The SJL mouse strain has been shown to develop acute leukemias at high frequency when irradiated. Recurrent allelic imbalance of an ∼30-cM region of chromosome 2E has been reported in tumors in F₁ crosses of these mice (19 , 20) . We used QuMA to assess deletions at 27 loci along chromosome 2 using spleen DNA from eight irradiated SJL mice. Six of the eight spleens were comprised mostly of leukemic cells. Fig. 2B ⇓ shows that these analyses define an ∼23-cM-wide region of common deletion between D2MIT9 and D2MIT337. The QuMA results are consistent with those obtained using FISH and CGH. CGH analysis of DNA from spleens from two irradiated mice with leukemia (mice 2.4B and 11.2) and one irradiated mouse without leukemia (mouse 2.1B) showed chromosome 2 copy number losses in the two leukemic mice and no loss in the nonleukemic mouse. FISH analyses of spleens from two other irradiated mice with leukemia (mice 2.5 and 12.2) and one mouse without leukemia (mouse 8.5) were performed using BAC clones mapped to chromosome regions 2A(BAC356), 2E(BAC62), and 2H(BAC415). For the nonleukemic mouse (mouse 8.5), the 2A:2E copy number ratio was 0.92, whereas in leukemic mice (mice 2.5 and 12.2), the ratios were 1.67 and 1.89, respectively. The 2A:2H ratios for the same mice were both 1.02, indicating that these mice have an interstitial deletion of in the region of 2E. These results demonstrate the utility of QuMA for high-resolution mapping of the extent of physical deletions in inbred mouse strains, obviating the need for expensive and time-consuming backcrossing.

Reproducibility.

To assess the reproducibility of QuMA, 13 markers were measured three times on four irradiated mice. The average relative copy number for the disomic loci was 2.00 ± 0.26 (n = 123), with 5 of 123 measurements outside the TI (three above the cutoff values and two below the cutoff values). The average relative copy for monosomic loci was 0.94 ± 016 (n = 30), with all values outside the TI.

Assessment of Prognostic Markers in Human Tumors.

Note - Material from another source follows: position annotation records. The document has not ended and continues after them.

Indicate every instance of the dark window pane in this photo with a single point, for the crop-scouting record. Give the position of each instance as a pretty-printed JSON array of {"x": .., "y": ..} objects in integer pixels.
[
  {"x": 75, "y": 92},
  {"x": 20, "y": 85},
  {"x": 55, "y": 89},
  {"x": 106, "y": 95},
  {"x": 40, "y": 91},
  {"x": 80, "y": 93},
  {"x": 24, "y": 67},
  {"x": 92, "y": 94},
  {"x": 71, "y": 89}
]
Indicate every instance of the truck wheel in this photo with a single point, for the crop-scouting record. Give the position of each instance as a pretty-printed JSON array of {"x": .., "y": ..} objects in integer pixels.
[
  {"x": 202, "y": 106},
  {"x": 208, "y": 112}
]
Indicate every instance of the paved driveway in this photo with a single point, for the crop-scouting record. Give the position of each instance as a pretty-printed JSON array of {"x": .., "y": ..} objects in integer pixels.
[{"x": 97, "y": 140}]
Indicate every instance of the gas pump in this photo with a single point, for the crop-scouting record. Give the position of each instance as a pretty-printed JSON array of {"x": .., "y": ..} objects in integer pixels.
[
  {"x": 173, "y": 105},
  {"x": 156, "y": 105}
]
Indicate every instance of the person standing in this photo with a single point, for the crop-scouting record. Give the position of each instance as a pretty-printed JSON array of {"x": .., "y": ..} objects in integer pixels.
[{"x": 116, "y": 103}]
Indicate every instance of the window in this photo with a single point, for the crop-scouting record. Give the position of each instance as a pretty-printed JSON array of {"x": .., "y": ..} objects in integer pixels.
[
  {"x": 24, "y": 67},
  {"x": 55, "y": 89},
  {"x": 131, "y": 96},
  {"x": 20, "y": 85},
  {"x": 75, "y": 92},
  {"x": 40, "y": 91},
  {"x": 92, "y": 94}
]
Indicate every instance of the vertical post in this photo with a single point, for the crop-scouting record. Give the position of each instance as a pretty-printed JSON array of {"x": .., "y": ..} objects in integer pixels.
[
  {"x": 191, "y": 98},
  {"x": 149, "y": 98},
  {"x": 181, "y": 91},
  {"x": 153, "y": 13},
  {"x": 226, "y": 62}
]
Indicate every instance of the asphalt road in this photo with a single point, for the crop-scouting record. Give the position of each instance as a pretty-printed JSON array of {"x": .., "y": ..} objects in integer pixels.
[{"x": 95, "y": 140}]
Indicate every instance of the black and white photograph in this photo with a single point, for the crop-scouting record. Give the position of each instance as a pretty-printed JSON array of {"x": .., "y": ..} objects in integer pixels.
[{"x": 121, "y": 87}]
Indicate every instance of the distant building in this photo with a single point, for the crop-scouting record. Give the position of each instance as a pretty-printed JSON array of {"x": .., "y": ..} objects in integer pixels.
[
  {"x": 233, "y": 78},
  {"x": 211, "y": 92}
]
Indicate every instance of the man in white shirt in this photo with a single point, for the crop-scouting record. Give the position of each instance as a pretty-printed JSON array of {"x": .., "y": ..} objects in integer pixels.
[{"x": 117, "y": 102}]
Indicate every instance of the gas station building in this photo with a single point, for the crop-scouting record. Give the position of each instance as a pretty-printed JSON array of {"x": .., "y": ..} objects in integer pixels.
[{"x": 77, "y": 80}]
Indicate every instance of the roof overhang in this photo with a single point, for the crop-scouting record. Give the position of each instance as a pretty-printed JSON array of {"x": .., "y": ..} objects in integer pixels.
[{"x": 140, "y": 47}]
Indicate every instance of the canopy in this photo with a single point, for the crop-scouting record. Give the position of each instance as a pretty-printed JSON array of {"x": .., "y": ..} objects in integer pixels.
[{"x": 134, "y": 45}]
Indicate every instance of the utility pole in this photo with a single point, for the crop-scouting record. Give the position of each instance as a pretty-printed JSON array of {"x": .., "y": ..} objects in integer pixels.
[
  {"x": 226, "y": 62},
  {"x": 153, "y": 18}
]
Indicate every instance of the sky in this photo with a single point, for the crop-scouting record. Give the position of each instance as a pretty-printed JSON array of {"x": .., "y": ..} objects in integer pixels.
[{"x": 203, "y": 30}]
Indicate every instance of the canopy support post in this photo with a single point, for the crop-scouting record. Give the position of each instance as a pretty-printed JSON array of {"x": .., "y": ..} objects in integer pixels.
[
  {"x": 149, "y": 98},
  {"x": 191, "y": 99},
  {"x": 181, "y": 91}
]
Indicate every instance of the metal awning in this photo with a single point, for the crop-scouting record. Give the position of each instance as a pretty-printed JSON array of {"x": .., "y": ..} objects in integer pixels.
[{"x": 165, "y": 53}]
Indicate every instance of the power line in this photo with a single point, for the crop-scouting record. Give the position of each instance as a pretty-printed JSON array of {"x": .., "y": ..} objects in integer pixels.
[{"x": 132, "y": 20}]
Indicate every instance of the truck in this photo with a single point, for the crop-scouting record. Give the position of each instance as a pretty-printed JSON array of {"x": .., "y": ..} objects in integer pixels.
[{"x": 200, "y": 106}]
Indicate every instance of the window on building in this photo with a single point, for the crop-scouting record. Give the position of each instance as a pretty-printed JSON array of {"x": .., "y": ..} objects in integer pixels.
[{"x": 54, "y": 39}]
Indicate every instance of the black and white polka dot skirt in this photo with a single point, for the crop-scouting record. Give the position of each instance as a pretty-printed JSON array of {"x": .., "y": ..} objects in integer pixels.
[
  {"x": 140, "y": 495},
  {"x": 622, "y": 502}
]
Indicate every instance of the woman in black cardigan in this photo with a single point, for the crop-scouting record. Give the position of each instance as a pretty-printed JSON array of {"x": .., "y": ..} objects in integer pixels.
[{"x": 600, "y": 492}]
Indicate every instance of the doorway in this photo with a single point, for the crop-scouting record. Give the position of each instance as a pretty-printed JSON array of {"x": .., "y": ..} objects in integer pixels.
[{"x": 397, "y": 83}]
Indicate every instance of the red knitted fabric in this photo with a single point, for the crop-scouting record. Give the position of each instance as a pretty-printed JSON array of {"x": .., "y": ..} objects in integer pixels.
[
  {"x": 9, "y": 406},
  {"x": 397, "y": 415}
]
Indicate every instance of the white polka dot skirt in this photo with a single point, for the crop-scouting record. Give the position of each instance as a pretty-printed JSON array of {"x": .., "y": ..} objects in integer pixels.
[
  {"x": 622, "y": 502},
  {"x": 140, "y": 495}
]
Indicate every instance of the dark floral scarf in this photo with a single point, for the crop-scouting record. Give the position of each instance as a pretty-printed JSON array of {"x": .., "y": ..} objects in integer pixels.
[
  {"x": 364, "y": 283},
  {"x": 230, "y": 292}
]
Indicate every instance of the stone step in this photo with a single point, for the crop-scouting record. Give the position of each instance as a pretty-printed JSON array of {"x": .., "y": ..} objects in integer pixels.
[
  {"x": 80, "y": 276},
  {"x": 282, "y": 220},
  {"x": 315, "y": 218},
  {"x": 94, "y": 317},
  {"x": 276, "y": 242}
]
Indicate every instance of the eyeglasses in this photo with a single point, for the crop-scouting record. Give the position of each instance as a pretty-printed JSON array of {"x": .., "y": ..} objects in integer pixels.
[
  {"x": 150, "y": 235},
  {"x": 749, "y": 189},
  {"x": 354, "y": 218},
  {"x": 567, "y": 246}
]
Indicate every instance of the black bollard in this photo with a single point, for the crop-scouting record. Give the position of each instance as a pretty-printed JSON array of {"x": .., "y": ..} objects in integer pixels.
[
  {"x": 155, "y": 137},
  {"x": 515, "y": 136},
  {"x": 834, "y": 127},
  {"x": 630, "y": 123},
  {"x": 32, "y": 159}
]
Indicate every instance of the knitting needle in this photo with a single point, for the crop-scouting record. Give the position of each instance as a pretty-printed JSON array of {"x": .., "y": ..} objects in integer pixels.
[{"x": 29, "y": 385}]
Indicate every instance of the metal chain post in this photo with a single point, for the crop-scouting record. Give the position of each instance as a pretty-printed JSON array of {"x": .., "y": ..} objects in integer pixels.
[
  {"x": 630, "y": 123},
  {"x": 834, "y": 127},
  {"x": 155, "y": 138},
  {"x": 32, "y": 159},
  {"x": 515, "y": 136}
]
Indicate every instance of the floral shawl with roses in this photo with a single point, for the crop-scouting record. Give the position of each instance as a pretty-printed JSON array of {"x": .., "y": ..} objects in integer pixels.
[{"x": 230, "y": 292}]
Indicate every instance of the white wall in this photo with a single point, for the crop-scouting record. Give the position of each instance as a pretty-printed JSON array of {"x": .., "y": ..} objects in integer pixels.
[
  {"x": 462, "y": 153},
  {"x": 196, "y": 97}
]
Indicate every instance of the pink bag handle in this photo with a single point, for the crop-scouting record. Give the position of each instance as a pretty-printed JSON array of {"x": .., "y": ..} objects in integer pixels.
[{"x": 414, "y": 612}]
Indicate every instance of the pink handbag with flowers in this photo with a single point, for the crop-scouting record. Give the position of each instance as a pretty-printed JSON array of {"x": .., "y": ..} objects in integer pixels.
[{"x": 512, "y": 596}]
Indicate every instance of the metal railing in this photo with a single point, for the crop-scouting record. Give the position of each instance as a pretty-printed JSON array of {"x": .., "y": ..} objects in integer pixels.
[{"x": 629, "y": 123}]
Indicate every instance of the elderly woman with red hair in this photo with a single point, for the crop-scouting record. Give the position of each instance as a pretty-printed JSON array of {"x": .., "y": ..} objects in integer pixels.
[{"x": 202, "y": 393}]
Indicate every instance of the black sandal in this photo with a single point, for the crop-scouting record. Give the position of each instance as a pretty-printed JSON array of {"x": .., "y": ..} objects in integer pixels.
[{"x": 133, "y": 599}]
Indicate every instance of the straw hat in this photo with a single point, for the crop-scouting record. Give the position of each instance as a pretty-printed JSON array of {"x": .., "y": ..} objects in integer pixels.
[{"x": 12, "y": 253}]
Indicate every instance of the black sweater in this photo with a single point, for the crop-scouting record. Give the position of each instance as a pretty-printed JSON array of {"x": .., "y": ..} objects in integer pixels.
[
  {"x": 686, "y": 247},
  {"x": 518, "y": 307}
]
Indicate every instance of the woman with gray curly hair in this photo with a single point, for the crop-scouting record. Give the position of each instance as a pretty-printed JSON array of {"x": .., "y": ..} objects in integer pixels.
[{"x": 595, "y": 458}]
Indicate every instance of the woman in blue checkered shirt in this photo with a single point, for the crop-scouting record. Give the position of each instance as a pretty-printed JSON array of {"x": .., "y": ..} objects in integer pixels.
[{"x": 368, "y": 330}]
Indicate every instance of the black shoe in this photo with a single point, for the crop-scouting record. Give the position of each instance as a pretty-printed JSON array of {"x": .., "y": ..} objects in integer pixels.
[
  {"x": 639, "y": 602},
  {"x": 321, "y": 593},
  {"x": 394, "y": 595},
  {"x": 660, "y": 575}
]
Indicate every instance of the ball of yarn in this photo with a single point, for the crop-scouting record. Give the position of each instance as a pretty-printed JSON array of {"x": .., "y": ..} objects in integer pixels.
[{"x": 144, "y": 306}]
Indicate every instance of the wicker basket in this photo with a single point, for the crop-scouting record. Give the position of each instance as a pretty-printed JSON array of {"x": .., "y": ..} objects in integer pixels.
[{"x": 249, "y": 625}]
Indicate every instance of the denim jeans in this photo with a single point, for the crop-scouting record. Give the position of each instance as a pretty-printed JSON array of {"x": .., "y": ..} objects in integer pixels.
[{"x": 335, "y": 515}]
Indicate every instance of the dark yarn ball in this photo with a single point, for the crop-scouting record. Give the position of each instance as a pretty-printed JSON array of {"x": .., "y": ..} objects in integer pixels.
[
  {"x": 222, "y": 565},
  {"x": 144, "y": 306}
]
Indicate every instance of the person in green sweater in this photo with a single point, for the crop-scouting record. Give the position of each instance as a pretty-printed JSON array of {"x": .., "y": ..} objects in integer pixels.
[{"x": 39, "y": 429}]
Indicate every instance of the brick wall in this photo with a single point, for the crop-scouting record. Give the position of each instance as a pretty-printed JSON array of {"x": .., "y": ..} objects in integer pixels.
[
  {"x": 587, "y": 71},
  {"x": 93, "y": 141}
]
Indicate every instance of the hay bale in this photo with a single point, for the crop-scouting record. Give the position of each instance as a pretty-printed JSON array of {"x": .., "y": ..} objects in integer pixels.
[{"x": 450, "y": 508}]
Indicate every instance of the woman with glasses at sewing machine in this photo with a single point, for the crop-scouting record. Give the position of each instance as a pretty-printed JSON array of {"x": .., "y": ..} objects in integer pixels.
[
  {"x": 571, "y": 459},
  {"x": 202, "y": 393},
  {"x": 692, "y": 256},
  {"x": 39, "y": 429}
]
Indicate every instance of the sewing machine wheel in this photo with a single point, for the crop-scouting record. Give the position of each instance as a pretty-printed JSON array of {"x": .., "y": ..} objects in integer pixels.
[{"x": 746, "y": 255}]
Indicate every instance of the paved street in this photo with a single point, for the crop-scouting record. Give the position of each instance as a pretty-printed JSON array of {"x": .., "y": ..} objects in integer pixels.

Amplifications of several regions of chromosome 20q occur frequently in a broad range of human cancers including ovarian cancer (11) . Several putative oncogenes have been identified in these regions including the putative zinc-finger transcription factor ZNF217 (12) . Amplification of this gene has been associated with reduced survival duration in human breast cancer (21) . We used QuMA to test the association between ZNF217 copy number increase and reduced survival for 60 ovarian cancer patients. The Kaplan-Meier survival curves for patients with or without increased copy number of ZNF217 in Fig. 3 ⇓ show that increased copy number of this gene was significantly associated with reduced survival duration in late-stage tumors and all tumors. This study demonstrates the utility of QuMA for rapid detection of prognostic copy number changes in human cancers.

Conclusion

We have demonstrated the utility of QuMA for rapid measurement of relative DNA copy number in the genomes of mouse and human tumors. QuMA distinguishes between increases and decreases in copy number and takes advantage of the large number of SSRs that have already been mapped and for which PCR primers are conveniently available. Of course, it does not detect events leading to loss of heterozygosity or other abnormalities that do not alter genome copy number. The use of a single TaqMan probe for all test and reference loci makes the method cost effective. The use of a “pooled reference” reduces the possibility that loss/gain of a single reference marker might lead to erroneous assignment of copy number at a test locus. However, the pooled reference should be designed to include loci that are not frequently altered in copy number in the system under study and may not provide a useful reference for determining absolute copy number in highly aneusomic tumors. Published CGH and LOH analyses may be used to guide the selection of reference loci. QuMA is advantageous because it does not require that the SSRs be polymorphic. This is particularly helpful in high-resolution analyses of the extent of regions of genome copy number abnormality in humans and inbred mouse tumors and for assessment of the presence of prognostic copy number abnormalities in individual tumors.